Sostenuti gli esami all’università, senza nemmeno studiare, li ho superati tutti, con ottimi voti. E questo nonostante il mio “metodo” mi avesse esposto a gravi lacune nello studio (non tutti gli argomenti saltano fuori nei testi delle canzoni, a quanto pare). Passati gli esami era il turno del JLPT, anche se non avevo un’idea realistica del mio livello! Provo il JLPT N2 e… praticamente pieni voti! Per fortuna, perché poco prima di iscrivermi avevo avviato le pratiche per andare a studiare in Giappone^^;;

A quanto pare secondo l’organizzazione del JLPT posso cavarmela egregiamente nella mia vita di tutti i giorni in Giappone… Peccato che la mia vita di tutti i giorni in Giappone non sia affatto d’accordo con questa tesi.

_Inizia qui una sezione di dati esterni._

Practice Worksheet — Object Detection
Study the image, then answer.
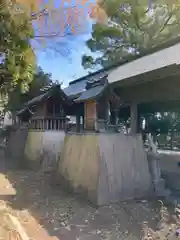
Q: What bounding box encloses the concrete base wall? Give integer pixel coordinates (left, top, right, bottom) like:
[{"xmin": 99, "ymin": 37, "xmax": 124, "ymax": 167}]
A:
[
  {"xmin": 5, "ymin": 125, "xmax": 28, "ymax": 167},
  {"xmin": 24, "ymin": 130, "xmax": 65, "ymax": 170},
  {"xmin": 58, "ymin": 133, "xmax": 152, "ymax": 205}
]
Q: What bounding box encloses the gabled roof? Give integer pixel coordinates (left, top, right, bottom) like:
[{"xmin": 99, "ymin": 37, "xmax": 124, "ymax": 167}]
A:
[
  {"xmin": 17, "ymin": 85, "xmax": 73, "ymax": 115},
  {"xmin": 63, "ymin": 71, "xmax": 107, "ymax": 99},
  {"xmin": 74, "ymin": 85, "xmax": 107, "ymax": 103},
  {"xmin": 24, "ymin": 85, "xmax": 70, "ymax": 107},
  {"xmin": 64, "ymin": 36, "xmax": 180, "ymax": 91}
]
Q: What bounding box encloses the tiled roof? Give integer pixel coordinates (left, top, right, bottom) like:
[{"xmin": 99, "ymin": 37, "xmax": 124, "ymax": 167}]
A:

Sperimento di nuovo il blocco che avevo vissuto al mio primo viaggio in Giappone nel 2010. Allora erano bastati pochi minuti di conversazione con un ragazzo giapponese dello staff dell’albergo per accontentare il mio ego e rendermi più spigliato, ma la seconda volta è stato diverso, forse perché ero lì per restare e non mi sentivo all’altezza.

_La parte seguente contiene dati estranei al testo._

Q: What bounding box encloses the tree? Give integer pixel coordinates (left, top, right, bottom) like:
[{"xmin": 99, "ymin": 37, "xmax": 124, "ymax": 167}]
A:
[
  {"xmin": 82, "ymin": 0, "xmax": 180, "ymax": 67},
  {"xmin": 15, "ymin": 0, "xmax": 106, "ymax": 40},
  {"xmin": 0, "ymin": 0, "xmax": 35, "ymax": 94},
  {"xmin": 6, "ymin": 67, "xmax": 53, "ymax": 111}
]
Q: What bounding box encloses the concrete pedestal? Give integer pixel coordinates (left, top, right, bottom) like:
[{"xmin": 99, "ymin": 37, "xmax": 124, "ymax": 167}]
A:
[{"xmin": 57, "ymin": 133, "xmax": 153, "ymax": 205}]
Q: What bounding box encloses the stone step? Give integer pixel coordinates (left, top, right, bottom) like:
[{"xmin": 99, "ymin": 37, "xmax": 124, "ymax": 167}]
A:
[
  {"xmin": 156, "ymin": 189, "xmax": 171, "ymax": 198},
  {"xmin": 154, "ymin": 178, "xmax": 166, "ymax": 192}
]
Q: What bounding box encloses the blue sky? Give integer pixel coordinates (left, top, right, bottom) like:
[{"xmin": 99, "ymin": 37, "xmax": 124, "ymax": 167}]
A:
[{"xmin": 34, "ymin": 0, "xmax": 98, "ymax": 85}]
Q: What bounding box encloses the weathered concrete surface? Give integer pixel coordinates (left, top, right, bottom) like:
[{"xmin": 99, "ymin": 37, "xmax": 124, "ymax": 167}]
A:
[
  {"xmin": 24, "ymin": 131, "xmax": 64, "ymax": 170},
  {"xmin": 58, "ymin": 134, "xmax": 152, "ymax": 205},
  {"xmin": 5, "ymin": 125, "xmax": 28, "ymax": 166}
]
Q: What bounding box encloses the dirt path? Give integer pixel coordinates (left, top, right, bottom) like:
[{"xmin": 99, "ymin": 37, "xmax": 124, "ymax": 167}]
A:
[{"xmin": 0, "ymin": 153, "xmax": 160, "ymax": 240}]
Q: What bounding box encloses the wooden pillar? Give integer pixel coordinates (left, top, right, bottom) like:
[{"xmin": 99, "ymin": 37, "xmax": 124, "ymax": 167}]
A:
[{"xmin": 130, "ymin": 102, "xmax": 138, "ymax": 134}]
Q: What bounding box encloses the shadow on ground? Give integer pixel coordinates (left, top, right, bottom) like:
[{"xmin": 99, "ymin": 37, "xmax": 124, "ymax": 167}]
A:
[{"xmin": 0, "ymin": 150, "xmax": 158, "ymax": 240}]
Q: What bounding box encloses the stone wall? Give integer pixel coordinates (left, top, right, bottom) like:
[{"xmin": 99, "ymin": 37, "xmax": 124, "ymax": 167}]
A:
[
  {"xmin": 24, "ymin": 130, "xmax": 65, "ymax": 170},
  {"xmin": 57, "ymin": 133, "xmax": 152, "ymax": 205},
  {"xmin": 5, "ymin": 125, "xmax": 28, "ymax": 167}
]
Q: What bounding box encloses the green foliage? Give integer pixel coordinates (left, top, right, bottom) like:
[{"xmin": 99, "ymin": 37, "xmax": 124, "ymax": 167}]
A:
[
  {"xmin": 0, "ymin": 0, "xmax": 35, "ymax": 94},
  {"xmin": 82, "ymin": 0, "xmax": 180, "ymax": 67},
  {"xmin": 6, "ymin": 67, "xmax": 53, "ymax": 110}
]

Facendo amicizia con la ragazza cinese che è poi diventata mia moglie, mi sono trovato a conversare in giapponese… con lunghi silenzi riempiti di qualcosa simile al panico, in cui cercavo di costruire un pensiero e lei mi aspettava o io aspettavo che lei facesse altrettanto. Per fortuna ci eravamo accordati su quel punto e ce lo ricordavamo sempre: “tranquilla, so cosa vuol dire, io non scappo, aspetto finché non ti viene la frase successiva”.

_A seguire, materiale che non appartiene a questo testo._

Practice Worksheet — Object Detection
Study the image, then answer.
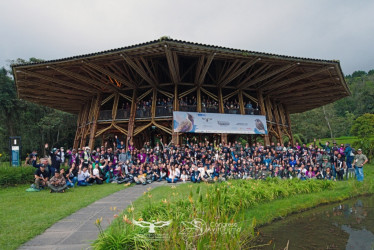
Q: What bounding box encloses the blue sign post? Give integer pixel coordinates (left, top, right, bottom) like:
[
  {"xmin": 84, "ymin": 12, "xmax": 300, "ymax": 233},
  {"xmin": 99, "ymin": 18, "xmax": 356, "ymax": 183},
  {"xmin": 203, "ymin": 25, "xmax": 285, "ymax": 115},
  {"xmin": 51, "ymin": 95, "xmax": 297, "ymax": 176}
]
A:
[{"xmin": 9, "ymin": 136, "xmax": 21, "ymax": 167}]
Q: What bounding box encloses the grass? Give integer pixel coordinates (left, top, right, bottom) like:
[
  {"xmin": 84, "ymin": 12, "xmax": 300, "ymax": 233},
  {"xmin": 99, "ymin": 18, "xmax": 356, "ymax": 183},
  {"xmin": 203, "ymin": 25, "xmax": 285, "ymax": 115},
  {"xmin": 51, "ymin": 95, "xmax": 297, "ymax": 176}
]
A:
[
  {"xmin": 0, "ymin": 184, "xmax": 128, "ymax": 249},
  {"xmin": 94, "ymin": 165, "xmax": 374, "ymax": 249}
]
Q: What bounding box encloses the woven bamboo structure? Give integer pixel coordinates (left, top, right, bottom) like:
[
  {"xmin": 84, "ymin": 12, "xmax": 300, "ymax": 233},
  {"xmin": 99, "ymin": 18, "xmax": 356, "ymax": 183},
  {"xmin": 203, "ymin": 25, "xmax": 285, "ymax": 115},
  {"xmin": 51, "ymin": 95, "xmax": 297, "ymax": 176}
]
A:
[{"xmin": 12, "ymin": 38, "xmax": 350, "ymax": 148}]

E poi, e poi il tempo è passato. Abbastanza perché mi accorgessi che in un giorno non avevo detto o pensato una parola di italiano, che alla mia gatta, felina italiana verace, avevo appena parlato in giapponese… Abbastanza perché mi accorgessi che c’è ancora una valanga di cose da fare, anche se ho vissuto un anno e mezzo lì, ho preso l’N1, mi sono diplomato dalla classe più avanzata, anche se parlo giapponese 24/7… c’è ancora un sacco da fare e i giorni sono troppo brevi per inserirvi il lavoro, l’università, il sito, altri progetti, la lettura, gli anime (credevate che avessi smesso?) …e anche lo studio. Insomma, tutto come sempre. Si prosegue così, faticando molto più del necessario, solo per evitare di “studiare” nel senso vero del termine.

A chi volesse provare a imitarmi, dico… Lasciate stare, troppe coincidenze, troppe lacune, troppi dossi. Se però vi sembra che il metodo classico non faccia per voi, be’ impegnatevi per imparare il Giapponese, se volete farlo davvero, a vostro modo, alle vostre condizioni, senza annoiarvi. Forse farete una strada più tortuosa, ma ve la godrete come se foste alla guida su una strada di montagna, tutta tornanti.

Auguri e attenti alle curve a gomito.